End-to-end machine learning and pipeline automation is a popular topic these days in the data science and engineering community. Companies are deploying more models to production, and they are re-fitting, re-training and re-calibrating their models continuously to keep their models running at peak performance.

It is remarkable to see a fully automated end-to-end pipeline in action. Watching it fetch the latest data, run through preprocessing and feature engineering, select the best model and finally update a production endpoint — all also can be triggered automatically due to model decay while in production. Advanced ML automation at scale is a major evolutionary step that will radically change the AI industry.

One of the problems with automating models deployment and retraining is that we think of models as software, which is not. Machine learning adds uncertainty to your software stack. It doesn’t matter how accurate your model is, or how confident you are in it — a slight change in data can introduce bias or impact model decisions, ultimately affecting your users, their experience and business outcome. It’s important for corporations to maintain the highest level of governance for their AI applications and perform responsible AI and ML automation to keep the models in check. That is why cnvrg.io is releasing new features to ensure end-to-end governance throughout the ML lifecycle.

Responsible AI and ML automation with Human Validations

We have developed a new framework for building, deploying and automating machine learning pipelines: human validation. A framework that enables high level automation (or complete automation) with the option to involve a human to approve production deployment – maintaining a fast and responsible ML deployment.
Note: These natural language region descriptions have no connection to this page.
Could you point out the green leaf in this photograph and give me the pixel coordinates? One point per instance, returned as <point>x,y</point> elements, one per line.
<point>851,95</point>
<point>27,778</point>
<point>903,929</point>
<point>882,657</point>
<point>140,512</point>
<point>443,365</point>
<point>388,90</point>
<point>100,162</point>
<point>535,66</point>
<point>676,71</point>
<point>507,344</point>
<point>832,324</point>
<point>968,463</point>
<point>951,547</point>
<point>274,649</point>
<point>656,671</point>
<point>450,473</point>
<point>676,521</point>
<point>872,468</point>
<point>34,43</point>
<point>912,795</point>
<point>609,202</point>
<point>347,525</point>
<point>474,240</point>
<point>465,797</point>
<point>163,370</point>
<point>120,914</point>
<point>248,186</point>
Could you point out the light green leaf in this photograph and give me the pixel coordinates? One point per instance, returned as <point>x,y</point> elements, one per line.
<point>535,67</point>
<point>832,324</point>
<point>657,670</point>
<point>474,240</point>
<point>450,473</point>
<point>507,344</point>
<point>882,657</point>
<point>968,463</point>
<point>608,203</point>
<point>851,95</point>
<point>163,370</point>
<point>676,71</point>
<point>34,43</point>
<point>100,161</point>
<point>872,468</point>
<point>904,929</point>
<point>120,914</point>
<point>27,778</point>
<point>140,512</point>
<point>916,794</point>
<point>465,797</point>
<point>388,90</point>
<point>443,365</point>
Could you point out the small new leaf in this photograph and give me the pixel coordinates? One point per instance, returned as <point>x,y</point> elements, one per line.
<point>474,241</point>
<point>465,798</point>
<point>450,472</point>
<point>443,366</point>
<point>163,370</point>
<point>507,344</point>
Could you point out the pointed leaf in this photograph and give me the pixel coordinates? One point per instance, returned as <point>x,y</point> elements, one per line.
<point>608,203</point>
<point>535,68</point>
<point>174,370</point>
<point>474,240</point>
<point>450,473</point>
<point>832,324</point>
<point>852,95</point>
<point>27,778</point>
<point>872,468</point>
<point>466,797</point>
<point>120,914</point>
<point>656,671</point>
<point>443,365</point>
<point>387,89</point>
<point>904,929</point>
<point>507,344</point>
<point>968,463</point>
Just like merging a PR in git might trigger a CD pipeline, the above framework will allow you to view a model and its report (data, algorithms, hyperparameter and metrics) before deploying it to the production environment. cnvrg.io comes packaged with 100% reproducible data science, ML pipeline automation and model deployment enabling a complete CICD ML pipeline with human validation.

How does it work?

Here’s a real life example of how this feature can be used with cnvrg.io. Assume we have the following pipeline set: A recommendation engine built by ingesting data from S3 and BigQuery, running preprocessing using Spark on Kubernetes, followed by model training using TensorFlow and XGBoost over GPU and CPU clusters. Finally, cnvrg.io will pick the top performing model and a Kubernetes endpoint is rolled over to the champion model. This pipeline runs on a programmable recurring basis – in this case once a week. It is 100% automated wherein each week it fetches the latest data, re-trains and re-deploys the model.

We will add a mechanism ensuring that every time a new model is ready for deployment, it needs to be explicitly approved by the relevant data scientist or product manager. In this example, we are deploying a recommendation engine. Our recommendation engine is used by millions of users, and we want to be confident that any production update is being carefully critiqued before release.
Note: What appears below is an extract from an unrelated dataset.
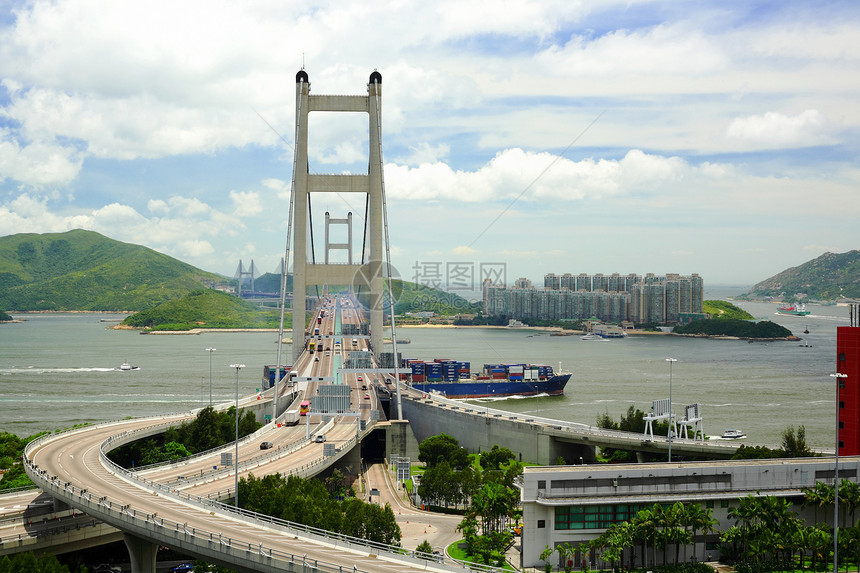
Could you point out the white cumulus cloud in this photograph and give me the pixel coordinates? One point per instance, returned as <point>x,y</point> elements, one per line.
<point>774,129</point>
With cnvrg.io’s human validation – we can update the “deployment” task and add a condition that it will initiate deployment, only after a human reviews it and grants approval:

This flow can also be modified using a YAML config file by adding the following condition to a task:
objective: human_validation

target: username,username2

Then, each time the pipeline runs and reaches the deployment component, it will email the designated decision makers “username, username2” alerting them that the task is waiting for their approval. They can then inspect the model and either approve the deployment or prohibit the flow from advancing.